A broken back redirected her to California. California redirected her to somatic therapy, naturopathy, NLP, and hypnotherapy. She studied Western psychology alongside esoteric traditions, fascinated by all of it, convinced none of it was actually her path.
Then a client mentioned a plant medicine practitioner. Then that practitioner turned out to be someone who had sat with the person who would become Karen's teacher for the next seven years. She didn't have to go to the jungle. She drove an hour.

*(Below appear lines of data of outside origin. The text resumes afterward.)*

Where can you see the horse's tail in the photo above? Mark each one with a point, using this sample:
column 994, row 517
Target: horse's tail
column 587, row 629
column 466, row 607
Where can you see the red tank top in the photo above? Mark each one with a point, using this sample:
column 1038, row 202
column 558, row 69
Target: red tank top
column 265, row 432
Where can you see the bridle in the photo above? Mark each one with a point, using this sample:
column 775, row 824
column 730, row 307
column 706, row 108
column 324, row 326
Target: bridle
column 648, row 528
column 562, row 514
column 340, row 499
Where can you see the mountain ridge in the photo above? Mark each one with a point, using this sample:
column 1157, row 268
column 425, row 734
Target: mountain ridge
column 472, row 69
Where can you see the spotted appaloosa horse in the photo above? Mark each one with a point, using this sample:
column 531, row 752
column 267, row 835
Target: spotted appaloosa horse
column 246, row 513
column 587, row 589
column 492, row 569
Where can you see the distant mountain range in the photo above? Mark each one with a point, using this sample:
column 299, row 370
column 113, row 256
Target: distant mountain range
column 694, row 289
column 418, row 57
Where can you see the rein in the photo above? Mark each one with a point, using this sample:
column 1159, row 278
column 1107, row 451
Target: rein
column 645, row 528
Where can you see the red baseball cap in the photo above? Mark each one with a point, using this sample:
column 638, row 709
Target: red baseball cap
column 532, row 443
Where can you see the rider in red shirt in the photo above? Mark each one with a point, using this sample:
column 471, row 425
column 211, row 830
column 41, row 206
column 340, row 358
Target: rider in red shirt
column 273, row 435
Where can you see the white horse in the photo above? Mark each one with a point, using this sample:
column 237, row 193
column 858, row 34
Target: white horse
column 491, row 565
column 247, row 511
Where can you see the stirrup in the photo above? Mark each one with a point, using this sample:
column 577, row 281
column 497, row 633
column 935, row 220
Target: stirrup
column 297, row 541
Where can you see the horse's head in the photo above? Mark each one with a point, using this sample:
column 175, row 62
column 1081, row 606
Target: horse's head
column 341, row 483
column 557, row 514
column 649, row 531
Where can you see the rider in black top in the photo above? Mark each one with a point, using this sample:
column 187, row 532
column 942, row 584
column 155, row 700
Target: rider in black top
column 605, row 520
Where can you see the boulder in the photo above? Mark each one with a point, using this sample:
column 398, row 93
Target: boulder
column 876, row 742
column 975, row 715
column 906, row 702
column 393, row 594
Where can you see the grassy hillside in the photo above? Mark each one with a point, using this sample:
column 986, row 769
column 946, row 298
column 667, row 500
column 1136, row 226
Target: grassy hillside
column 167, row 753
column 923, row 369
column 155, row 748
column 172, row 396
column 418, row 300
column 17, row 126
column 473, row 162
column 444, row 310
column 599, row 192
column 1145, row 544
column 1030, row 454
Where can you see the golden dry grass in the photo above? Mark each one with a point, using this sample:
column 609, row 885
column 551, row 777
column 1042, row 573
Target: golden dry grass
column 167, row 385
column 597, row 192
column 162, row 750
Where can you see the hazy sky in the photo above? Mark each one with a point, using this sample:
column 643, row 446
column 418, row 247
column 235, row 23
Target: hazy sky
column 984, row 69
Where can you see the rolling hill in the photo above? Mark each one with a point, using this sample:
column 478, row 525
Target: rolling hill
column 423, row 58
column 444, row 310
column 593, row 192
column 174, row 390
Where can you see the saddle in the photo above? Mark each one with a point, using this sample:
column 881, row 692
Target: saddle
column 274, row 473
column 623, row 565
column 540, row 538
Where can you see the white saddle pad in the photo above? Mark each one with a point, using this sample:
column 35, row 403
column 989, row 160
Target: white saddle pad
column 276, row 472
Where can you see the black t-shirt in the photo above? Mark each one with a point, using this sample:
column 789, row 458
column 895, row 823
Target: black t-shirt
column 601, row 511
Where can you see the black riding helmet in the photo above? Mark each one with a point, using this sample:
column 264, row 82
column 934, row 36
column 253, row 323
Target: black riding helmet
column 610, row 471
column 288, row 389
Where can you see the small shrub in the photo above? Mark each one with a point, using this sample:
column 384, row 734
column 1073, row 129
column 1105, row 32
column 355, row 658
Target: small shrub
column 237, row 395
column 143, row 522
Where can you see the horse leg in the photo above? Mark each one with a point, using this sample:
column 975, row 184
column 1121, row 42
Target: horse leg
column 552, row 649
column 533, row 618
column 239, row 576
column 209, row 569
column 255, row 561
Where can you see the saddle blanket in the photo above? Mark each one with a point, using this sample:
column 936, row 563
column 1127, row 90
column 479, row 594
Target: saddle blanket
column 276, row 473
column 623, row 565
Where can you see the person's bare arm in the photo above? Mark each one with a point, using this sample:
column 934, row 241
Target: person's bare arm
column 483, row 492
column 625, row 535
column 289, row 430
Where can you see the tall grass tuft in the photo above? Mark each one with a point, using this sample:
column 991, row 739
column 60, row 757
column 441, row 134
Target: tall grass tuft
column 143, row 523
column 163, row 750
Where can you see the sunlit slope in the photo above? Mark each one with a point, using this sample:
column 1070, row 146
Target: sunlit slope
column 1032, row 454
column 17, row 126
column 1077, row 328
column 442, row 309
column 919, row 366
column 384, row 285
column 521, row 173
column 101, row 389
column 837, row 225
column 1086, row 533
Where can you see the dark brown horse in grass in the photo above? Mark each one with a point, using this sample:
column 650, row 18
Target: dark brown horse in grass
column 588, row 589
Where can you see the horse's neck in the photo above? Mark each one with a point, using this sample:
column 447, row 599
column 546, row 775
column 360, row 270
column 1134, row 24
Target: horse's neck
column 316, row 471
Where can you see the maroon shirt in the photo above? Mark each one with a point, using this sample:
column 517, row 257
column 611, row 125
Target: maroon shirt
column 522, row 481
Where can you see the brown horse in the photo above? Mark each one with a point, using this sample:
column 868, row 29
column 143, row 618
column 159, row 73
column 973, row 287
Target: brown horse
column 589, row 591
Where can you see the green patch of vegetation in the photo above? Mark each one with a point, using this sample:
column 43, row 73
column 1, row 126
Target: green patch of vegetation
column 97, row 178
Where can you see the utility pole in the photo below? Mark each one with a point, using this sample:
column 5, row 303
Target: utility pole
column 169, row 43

She walked in guarded, skeptical, and deeply put off by the men in white who hugged her too long at the door. She didn't approach the medicine with reverence. She approached it like a test she expected to pass.
She didn't pass.
What happened after, the dream that confirmed her uncle's death, the second night where the medicine came back to her in sleep and essentially said "we have a contract," the carrot it dangled in front of her (knowledge, the one thing she couldn't resist), all of that moved her from "absolutely not" to "every day for seven years."

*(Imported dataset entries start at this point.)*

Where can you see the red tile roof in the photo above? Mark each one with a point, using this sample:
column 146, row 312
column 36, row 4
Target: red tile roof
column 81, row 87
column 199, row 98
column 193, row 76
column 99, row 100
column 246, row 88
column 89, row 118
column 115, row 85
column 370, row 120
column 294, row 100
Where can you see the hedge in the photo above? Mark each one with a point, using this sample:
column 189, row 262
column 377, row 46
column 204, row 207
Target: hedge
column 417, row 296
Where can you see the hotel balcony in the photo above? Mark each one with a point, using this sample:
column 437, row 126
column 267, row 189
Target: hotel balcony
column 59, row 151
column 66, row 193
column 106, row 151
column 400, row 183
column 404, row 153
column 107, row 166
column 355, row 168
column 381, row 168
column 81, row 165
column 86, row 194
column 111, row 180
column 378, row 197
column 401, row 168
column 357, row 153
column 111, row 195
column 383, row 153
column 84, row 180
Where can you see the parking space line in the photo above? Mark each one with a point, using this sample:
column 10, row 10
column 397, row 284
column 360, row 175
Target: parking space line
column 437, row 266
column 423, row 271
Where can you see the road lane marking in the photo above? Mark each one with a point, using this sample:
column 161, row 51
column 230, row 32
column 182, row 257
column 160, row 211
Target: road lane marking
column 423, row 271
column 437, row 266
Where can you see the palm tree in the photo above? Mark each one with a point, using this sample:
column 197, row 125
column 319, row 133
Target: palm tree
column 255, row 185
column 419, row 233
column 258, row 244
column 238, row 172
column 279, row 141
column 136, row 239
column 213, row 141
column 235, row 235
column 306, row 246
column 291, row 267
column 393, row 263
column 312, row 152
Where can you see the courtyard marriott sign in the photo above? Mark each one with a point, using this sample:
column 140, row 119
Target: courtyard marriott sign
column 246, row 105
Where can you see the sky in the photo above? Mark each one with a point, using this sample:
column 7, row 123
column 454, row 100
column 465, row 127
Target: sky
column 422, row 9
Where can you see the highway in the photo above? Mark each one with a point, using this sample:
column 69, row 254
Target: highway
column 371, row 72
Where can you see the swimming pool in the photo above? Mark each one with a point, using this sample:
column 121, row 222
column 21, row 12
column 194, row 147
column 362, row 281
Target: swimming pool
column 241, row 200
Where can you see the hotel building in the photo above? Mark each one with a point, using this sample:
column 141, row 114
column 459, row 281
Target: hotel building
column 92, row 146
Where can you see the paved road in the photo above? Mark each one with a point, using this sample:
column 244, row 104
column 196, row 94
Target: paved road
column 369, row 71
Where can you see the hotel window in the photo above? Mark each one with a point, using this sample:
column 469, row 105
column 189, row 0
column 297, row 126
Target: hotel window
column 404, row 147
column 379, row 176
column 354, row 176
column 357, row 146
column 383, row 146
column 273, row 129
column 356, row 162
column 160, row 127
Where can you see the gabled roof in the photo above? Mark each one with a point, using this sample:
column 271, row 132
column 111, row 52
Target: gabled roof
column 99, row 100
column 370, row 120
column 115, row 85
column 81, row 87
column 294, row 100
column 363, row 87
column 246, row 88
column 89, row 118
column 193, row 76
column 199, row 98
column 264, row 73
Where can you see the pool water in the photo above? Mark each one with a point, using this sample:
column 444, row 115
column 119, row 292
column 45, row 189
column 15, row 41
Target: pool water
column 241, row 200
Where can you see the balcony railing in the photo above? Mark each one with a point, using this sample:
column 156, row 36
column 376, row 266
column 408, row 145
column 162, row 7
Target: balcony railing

Thousands of ceremonies later, working in the Quechua, Santo Daime, and Shipibo traditions, running ceremony four or five nights a week in Southern California, Karen is one of the most grounded voices in this space. And she's clear: none of it was her idea.
The Work Chooses You. Not the Other Way Around.
This is the part that will land differently depending on where you are in your own journey.
Karen said something during her talk with our Psychedelic Concierge community that I haven't been able to shake: the people who are most eager to facilitate, who are pushing the hardest at the door, are often the ones who should wait. Because if you truly understand what it means to hold space for someone in ceremony, you don't rush toward it. The weight of it slows you down naturally.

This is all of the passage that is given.